Steve Lieberman of American Municipal Power said a longer lookback period could be helpful with providing more data on how forced outage rates vary with temperature. But he said expanding historical data for evaluating risk could undervalue current trends.
“Is what you’re getting of value? … What you’re saying here, it sounds good, but will the results have any meaning to what is on the system today and tomorrow?” he asked.
Wilson said many utilities have been moving in the opposite direction and shrinking their historical weather history to recognize that recent weather is likely to better resemble future expectations.
Next Steps in CIFP Process
The second phase of the CIFP process, which will run April 19 through May, will have stakeholders taking a more detailed look at all proposals. Stakeholders and PJM will work to finalize packages through stage three in June and July, followed by a final CIFP meeting scheduled for Aug. 23, where the Members Committee will vote on each proposal.
PJM’s Dave Anders stressed that the second and third stage are fluid and proposals can continue to be made or significantly altered throughout both phases.
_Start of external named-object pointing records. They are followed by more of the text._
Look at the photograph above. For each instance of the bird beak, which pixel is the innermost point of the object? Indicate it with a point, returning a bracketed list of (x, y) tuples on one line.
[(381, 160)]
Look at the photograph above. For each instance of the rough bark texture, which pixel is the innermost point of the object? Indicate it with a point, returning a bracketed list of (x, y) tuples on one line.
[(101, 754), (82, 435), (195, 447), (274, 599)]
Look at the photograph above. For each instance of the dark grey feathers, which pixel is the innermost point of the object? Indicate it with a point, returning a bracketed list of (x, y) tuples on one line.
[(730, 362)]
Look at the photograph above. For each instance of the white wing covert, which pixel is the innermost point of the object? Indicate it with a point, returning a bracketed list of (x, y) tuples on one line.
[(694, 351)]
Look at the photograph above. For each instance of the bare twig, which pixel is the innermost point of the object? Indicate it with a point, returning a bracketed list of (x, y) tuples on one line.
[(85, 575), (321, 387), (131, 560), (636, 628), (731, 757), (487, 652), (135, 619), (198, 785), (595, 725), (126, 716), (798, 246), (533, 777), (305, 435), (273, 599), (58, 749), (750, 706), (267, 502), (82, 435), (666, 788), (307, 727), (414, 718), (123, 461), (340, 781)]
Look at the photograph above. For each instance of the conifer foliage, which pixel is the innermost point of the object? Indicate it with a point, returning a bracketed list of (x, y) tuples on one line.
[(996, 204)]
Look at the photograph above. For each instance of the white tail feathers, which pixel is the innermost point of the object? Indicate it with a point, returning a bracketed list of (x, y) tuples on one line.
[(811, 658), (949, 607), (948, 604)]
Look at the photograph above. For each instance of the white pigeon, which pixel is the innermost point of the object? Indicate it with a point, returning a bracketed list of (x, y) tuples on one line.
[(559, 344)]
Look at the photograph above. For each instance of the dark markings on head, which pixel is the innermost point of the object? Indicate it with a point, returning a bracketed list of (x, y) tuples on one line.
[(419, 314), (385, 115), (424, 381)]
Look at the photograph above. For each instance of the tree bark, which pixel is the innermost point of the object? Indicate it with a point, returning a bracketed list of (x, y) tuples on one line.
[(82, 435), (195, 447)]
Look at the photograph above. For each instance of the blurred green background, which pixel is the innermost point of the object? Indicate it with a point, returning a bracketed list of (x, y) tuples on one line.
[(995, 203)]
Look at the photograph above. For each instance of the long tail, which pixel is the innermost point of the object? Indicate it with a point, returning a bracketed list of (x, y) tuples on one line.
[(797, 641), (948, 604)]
Stakeholders raised concerns that the report PJM plans to release on the December 2022 winter storm will not be available until the end of the process. (See “PJM Gives Update on December Winter Storm Report,” PJM MRC/MC Briefs: March. 22, 2023)
“We’re going to have half of our CIFP meetings, all of stage one and all of stage two, … that will be concluded before we have that report. And I think that report could very well be a significant driver” to the proposals, Lieberman said. “With this piece of the puzzle not available to us, I question whether this schedule really works or if we should reconsider how we get to Oct. 1.”
PJM’s Adam Keech said many of the major findings in the report will be presented during a “lessons learned” presentation being planned for the CIFP meeting on May 17. Anders stated that if additional discussion is needed to incorporate the study’s findings, more meetings can be added.